Yes, that’s true. And mostly without talking, because Pedro and I have worked so long together.

You spoke before the screening of wanting to capture a sense of Hollywood glamour of an earlier time, when women looked like goddesses. How do you achieve that?

Well, we can’t. We can’t employ the same light they used because it is unbelievable. The glamour lighting of someone like Josef von Sternberg filming Marlene Dietrich—that was a very strong light. It came from expressionistic lighting used in theater. It’s very high and very hard. People accepted it back then because most films were black-and-white. When you use the same light in color it’s very artificial. 

When you saw a black-and-white film in the 1940s, your world was not black-and-white, right? As a viewer, you thought subconsciously: that’s another world, another life. That’s why you go to the movies, to go to a different world. That’s why movies were so successful: people were looking at another world very different from the one outside the theater. It was a world where you could have goddesses, whereas in the real world it’s very difficult to find them.

Black-and-white was a very powerful way to look at actors. That’s why in studios like MGM and Paramount stars were the most important thing. DPs were chosen by their ability to light actors. 

How did you approach lighting the performers in Parallel Mothers?

I always have what I call a glamour light over the camera. It’s a little wide, to cover the entire face. Another light that is very good for women is a sidelight, but used in a certain way. I used to use fluorescents; now I use LEDs. For the nose you put a light to the side and it’s very flattering. Then you put a white diffusion card to one side, and in the shadow on the other side you can put in a little light or reflection. It’s work.

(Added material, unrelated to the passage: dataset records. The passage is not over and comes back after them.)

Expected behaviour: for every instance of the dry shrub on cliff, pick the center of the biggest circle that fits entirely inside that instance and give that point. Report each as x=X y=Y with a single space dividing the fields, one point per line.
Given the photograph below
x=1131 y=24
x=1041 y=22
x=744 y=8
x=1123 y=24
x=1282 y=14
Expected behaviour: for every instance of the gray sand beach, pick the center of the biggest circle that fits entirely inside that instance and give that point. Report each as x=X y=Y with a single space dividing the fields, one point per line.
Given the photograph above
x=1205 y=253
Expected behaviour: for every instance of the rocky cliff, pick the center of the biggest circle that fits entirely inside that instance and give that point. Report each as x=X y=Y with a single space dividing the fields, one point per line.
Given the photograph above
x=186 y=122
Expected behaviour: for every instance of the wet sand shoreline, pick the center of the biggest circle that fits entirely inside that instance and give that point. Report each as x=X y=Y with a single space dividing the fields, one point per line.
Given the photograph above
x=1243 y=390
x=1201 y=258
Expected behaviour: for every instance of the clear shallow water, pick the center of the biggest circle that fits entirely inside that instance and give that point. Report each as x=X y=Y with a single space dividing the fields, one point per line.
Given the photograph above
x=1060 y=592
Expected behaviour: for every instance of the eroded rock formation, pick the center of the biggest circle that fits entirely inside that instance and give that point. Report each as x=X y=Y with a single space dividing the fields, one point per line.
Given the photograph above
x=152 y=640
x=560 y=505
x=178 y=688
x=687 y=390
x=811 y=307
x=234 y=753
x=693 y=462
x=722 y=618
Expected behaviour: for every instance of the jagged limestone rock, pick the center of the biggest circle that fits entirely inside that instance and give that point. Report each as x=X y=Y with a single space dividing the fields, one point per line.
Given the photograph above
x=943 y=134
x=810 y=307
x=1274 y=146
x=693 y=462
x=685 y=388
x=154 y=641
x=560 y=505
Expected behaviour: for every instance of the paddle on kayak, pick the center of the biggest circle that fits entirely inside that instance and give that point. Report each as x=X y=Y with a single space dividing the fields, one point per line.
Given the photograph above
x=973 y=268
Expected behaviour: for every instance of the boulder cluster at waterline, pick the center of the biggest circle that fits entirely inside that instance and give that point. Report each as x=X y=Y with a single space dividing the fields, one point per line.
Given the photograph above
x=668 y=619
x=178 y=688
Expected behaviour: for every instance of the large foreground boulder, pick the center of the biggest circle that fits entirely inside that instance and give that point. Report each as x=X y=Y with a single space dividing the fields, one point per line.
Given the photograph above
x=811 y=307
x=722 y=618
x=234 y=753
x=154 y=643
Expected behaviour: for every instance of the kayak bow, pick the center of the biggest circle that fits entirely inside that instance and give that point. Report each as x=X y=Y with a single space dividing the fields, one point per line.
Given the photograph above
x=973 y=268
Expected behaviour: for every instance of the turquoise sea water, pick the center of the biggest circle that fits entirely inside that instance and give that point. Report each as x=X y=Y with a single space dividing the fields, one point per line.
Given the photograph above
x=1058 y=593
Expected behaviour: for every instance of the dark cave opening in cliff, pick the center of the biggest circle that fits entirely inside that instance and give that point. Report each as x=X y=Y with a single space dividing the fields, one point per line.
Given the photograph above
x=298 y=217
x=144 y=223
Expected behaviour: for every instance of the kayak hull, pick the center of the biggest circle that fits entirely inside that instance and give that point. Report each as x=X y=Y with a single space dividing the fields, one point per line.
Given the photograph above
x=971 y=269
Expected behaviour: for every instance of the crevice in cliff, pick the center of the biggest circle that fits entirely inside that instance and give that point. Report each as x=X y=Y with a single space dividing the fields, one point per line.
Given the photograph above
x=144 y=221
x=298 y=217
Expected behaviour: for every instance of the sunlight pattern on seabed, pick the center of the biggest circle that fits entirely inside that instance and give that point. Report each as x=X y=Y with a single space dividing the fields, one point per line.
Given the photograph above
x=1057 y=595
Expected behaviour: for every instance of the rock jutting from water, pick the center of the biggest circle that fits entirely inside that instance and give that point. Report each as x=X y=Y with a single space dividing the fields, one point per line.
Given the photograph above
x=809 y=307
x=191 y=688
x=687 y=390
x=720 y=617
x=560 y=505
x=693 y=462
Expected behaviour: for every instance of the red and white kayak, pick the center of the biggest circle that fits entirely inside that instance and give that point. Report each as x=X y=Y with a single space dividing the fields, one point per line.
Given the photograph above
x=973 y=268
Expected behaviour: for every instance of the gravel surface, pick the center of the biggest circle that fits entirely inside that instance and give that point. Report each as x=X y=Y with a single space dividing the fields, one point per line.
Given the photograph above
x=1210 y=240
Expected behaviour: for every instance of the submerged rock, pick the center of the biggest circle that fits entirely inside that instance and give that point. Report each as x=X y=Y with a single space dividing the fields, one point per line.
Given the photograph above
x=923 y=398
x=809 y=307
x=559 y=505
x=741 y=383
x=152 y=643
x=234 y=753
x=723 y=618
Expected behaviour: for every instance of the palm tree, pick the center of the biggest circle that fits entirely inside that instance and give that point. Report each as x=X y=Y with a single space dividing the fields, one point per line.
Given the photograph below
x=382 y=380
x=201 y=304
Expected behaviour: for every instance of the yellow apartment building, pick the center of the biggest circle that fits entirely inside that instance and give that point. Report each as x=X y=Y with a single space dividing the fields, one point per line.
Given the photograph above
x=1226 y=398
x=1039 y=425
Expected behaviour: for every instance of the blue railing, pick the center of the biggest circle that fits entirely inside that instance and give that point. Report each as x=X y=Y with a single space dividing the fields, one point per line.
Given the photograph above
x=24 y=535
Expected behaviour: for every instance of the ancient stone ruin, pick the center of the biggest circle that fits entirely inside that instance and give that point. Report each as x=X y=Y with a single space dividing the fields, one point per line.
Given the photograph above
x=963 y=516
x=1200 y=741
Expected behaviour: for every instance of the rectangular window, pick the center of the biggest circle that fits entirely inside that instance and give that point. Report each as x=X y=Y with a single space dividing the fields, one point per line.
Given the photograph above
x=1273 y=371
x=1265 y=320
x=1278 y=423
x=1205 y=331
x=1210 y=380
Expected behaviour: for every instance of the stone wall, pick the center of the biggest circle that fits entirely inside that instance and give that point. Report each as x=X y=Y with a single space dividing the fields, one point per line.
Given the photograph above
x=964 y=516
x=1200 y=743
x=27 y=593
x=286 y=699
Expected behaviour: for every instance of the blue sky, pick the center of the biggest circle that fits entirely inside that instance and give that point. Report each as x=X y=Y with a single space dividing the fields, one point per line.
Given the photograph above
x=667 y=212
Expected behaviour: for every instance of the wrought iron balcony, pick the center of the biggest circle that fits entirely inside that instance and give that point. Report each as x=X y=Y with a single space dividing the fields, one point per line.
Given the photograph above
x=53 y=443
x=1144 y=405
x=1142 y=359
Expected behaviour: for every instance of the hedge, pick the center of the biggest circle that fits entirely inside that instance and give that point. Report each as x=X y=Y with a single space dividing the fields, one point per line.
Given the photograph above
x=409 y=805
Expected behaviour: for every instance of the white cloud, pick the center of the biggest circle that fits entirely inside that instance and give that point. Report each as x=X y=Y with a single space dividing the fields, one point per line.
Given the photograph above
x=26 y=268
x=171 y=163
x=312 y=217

At times it seems the light is bouncing off the floor, up into Cruz’s face.

I was born in Tangier and spent 23 years there. It’s a city with plenty of sun. I would study how light would travel over a room. It would enter directly in the morning and afternoon; at midday the sun is high and very, very hard, and it can rebound off the floor. It’s a very good light, surprisingly enough. I did a few shots like that in this movie.

Lighting from underneath is not always flattering, but I make it a very wide, bouncing light. Gregg Toland always said that the best way to light actors is to use a low light, never a high light. Other DPs put the light overhead because it’s very common, very comfortable to have a high light. But in Citizen Kane, for example, Toland had ceilings on the sets, so his lighting looked very different. We shot the same way on the soundstage, as if we were actually shooting in a house. 

Almodóvar’s films are not usually this political.

The world today is divided into two camps: the right and the left. In Spain those two camps don’t touch. They have nothing in common. The cinema audience is also divided, so if you say something political you are in danger of losing half of your viewers. A movie that would normally gross 6 million will now earn only 2 or 3 million. But it was important to discuss politics in Parallel Mothers because the events from thirty years ago have never been resolved effectively. The big problem today is that one side has invented “alternative facts.” How can there be an alternative fact?

Parallel Mothers is now playing in theaters.